7 June 2016 by Jessica Palmer
Interview avec Cheikh Hamidou Kane
Chantal Thompson et Sani Adamou
Brigham Young University
chantal_thompson@byu.edu
adamousani@yahoo.fr
Interview de Cheikh Hamidou Kane accordée à Chantal Thompson à Dakar le 5 Juin 2005. La plupart des questions et la transcription ont été préparées par Sani Adamou.
C.T. : Le Chef de l’Etat Major de l’armée nationale, le Général Moriko apparaît dans Les Gardiens du Temple comme un général dont l’attitude est très contraire à ce que nous observons d’habitude en Afrique. Pourquoi les militaires sont-ils décrits comme des sauveurs dans ce roman ?

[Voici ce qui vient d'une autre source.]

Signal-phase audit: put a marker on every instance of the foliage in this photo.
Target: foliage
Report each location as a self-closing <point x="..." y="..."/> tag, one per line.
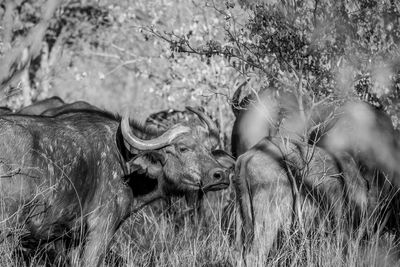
<point x="317" y="49"/>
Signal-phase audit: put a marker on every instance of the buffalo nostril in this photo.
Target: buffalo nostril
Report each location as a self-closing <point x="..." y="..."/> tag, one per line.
<point x="218" y="175"/>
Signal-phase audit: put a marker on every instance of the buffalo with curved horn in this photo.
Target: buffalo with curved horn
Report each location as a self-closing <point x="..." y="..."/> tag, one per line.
<point x="74" y="178"/>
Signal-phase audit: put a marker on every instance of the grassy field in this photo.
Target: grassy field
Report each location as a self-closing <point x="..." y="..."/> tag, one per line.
<point x="155" y="237"/>
<point x="128" y="69"/>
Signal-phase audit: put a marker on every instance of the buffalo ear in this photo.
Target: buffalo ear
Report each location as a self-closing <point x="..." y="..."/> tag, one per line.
<point x="149" y="163"/>
<point x="226" y="160"/>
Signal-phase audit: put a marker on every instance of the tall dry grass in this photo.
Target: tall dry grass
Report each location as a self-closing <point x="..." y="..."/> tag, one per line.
<point x="157" y="237"/>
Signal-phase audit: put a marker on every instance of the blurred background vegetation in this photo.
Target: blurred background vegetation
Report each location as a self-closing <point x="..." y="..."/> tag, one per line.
<point x="153" y="55"/>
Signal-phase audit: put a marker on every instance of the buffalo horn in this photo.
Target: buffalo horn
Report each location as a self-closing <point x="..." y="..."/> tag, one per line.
<point x="159" y="142"/>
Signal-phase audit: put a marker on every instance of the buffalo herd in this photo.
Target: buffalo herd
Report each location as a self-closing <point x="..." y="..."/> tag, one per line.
<point x="73" y="173"/>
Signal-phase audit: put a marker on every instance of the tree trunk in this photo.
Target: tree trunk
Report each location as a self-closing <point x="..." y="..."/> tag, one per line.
<point x="17" y="59"/>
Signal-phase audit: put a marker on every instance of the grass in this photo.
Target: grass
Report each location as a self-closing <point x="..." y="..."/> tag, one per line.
<point x="154" y="237"/>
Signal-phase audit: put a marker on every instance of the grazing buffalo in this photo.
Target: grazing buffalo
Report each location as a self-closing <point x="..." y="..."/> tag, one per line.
<point x="368" y="135"/>
<point x="5" y="110"/>
<point x="77" y="176"/>
<point x="280" y="181"/>
<point x="194" y="118"/>
<point x="39" y="107"/>
<point x="269" y="113"/>
<point x="71" y="107"/>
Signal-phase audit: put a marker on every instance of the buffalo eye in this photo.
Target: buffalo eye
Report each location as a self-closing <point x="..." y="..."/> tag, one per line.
<point x="183" y="149"/>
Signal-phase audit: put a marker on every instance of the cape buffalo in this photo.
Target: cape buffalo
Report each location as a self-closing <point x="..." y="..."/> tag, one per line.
<point x="280" y="181"/>
<point x="40" y="106"/>
<point x="368" y="135"/>
<point x="269" y="113"/>
<point x="77" y="176"/>
<point x="5" y="110"/>
<point x="194" y="118"/>
<point x="75" y="106"/>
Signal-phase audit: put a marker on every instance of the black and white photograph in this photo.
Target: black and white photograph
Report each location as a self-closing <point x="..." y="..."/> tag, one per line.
<point x="210" y="133"/>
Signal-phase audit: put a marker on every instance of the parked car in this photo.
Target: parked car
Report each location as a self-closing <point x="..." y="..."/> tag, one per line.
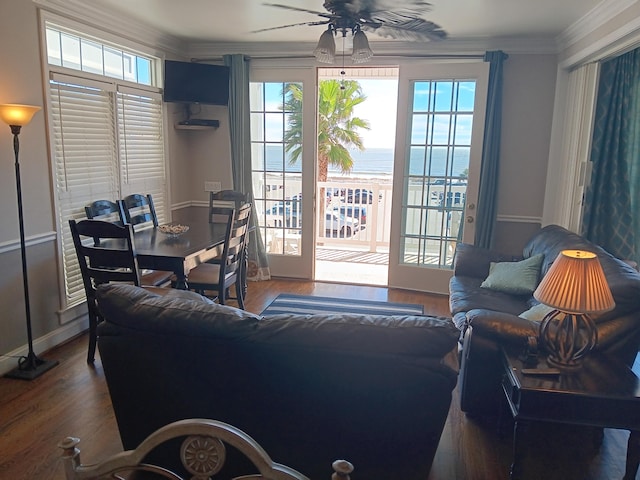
<point x="359" y="195"/>
<point x="354" y="211"/>
<point x="340" y="224"/>
<point x="284" y="215"/>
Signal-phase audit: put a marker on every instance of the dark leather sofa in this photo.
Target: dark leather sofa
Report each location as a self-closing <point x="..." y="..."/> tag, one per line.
<point x="488" y="319"/>
<point x="309" y="389"/>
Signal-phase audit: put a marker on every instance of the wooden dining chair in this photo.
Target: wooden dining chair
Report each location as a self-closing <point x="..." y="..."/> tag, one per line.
<point x="227" y="271"/>
<point x="100" y="264"/>
<point x="202" y="446"/>
<point x="139" y="211"/>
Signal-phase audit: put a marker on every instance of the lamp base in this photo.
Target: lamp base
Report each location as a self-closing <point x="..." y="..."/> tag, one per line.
<point x="566" y="366"/>
<point x="568" y="338"/>
<point x="31" y="367"/>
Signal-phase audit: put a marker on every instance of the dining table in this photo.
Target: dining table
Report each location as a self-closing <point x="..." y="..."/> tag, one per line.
<point x="202" y="242"/>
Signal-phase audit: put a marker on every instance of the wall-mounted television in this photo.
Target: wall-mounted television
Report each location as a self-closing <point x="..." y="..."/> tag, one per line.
<point x="196" y="83"/>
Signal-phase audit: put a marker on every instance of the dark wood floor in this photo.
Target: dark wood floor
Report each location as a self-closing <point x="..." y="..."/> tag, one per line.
<point x="72" y="399"/>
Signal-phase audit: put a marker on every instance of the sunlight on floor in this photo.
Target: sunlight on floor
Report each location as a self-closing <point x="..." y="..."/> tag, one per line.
<point x="354" y="273"/>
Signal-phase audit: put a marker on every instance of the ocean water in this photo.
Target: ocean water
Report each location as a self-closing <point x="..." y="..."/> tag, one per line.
<point x="379" y="161"/>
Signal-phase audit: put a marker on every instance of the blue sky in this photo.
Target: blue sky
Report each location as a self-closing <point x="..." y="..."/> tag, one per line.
<point x="380" y="110"/>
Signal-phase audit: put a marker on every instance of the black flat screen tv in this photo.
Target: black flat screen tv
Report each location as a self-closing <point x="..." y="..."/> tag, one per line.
<point x="187" y="82"/>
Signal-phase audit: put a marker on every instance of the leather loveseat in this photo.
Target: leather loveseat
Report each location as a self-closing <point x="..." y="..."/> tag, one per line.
<point x="309" y="389"/>
<point x="488" y="318"/>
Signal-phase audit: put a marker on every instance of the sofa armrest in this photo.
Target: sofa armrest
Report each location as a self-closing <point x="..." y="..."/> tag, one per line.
<point x="472" y="261"/>
<point x="503" y="328"/>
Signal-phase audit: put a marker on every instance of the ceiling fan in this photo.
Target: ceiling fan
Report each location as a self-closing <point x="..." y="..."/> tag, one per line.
<point x="397" y="19"/>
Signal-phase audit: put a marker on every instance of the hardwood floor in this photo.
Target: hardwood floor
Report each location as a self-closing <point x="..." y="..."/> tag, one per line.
<point x="72" y="399"/>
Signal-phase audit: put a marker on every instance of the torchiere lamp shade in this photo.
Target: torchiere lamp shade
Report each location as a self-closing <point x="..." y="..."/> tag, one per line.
<point x="18" y="115"/>
<point x="575" y="283"/>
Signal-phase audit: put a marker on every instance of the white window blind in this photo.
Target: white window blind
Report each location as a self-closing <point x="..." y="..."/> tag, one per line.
<point x="85" y="164"/>
<point x="106" y="146"/>
<point x="141" y="144"/>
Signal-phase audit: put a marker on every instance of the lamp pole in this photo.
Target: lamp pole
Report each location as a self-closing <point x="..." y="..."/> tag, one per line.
<point x="29" y="366"/>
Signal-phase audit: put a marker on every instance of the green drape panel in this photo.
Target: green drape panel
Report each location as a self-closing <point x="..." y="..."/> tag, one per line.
<point x="240" y="133"/>
<point x="488" y="193"/>
<point x="611" y="200"/>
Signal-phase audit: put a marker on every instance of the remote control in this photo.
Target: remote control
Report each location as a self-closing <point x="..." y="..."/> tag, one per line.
<point x="540" y="371"/>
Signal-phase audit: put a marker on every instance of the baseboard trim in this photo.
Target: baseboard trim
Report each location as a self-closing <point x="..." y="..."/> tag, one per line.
<point x="9" y="360"/>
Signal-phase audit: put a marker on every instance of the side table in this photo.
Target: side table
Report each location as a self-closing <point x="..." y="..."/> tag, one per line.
<point x="603" y="393"/>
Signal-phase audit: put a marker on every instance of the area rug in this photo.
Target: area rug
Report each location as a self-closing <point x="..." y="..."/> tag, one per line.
<point x="308" y="304"/>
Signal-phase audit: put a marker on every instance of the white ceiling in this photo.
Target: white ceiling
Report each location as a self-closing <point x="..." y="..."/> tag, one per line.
<point x="234" y="20"/>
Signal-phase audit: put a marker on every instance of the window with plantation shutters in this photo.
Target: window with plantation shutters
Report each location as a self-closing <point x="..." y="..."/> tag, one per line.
<point x="85" y="163"/>
<point x="107" y="142"/>
<point x="141" y="146"/>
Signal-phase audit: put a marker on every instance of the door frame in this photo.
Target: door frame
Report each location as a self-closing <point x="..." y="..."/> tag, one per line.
<point x="420" y="277"/>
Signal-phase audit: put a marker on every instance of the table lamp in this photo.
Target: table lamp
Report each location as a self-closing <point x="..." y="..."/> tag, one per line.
<point x="29" y="366"/>
<point x="575" y="287"/>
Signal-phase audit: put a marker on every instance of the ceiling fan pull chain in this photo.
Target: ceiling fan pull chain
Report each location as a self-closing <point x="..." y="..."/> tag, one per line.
<point x="342" y="72"/>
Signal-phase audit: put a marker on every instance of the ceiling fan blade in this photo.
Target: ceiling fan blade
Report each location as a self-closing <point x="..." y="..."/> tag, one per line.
<point x="324" y="22"/>
<point x="297" y="9"/>
<point x="412" y="29"/>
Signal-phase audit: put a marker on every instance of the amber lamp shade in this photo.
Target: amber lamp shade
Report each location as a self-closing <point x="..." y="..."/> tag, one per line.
<point x="576" y="287"/>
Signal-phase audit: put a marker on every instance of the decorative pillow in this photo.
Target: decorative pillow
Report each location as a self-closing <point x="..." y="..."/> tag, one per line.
<point x="517" y="278"/>
<point x="537" y="312"/>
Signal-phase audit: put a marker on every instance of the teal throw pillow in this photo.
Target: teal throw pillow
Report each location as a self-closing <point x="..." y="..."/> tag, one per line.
<point x="516" y="278"/>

C.H.K. : Parce que je pense qu’ils auraient pu assumer cette fonction. Lorsque nos différents pays sont passés de l’état de colonies à la situation d’Etats indépendants, ils se sont dotés de certains attributs qui sont ceux d’un Etat souverain : un gouvernement, un parlement, des institutions judiciaires, une armée… Chacune de ses instances devait jouer le jeu, en particulier le président et les hommes politiques devaient constituer des partis politiques pour rechercher le suffrage des citoyens pour occuper les positions que les constitutions ouvrent. Mais après l’indépendance, dans beaucoup de pays, le jeu a été biaisé parce que beaucoup de personnes qui ont été Chefs d’Etat au moment de l’accession à l’indépendance ont triché avec la réalité. Sous prétexte que c’étaient des pays nouveaux et qu’il fallait éviter le tribalisme et les tendances sécessionnistes, ils ont imposé un parti unique, donc le jeu était faussé. Ils [les militaires] n’ont pas pu empêcher cela ….. Les partis uniques, par ailleurs, ont voulu aussi imposer leurs lois aux syndicats. Les syndicats qui apparaissaient devaient s’inféoder au parti unique. Cette situation a duré peut être une décennie. Dans beaucoup de pays elle s’est avérée invivable. Et en particulier il y a eu des conflits d’ordre social, syndical qui se sont manifestés. C’est un peu ce que j’ai décrit dans Les Gardiens du Temple. A ce moment là, normalement, ce sont les armées qui auraient dû arbitrer et empêcher le pouvoir présidentiel de continuer de s’imposer lorsqu’ il y a des révoltes sociales. Arbitrer, c’est ça le rôle des armées. C’est ce qui aurait pu être le rôle des armées partout. Mais dans beaucoup de pays, au lieu d’être les arbitres, les militaires se sont emparés du pouvoir à la place des politiques. Dans Les Gardiens du Temple, j’ai décrit ce qui devrait être la situation idéale. C’est elle qui aurait pu se produire dans certains pays.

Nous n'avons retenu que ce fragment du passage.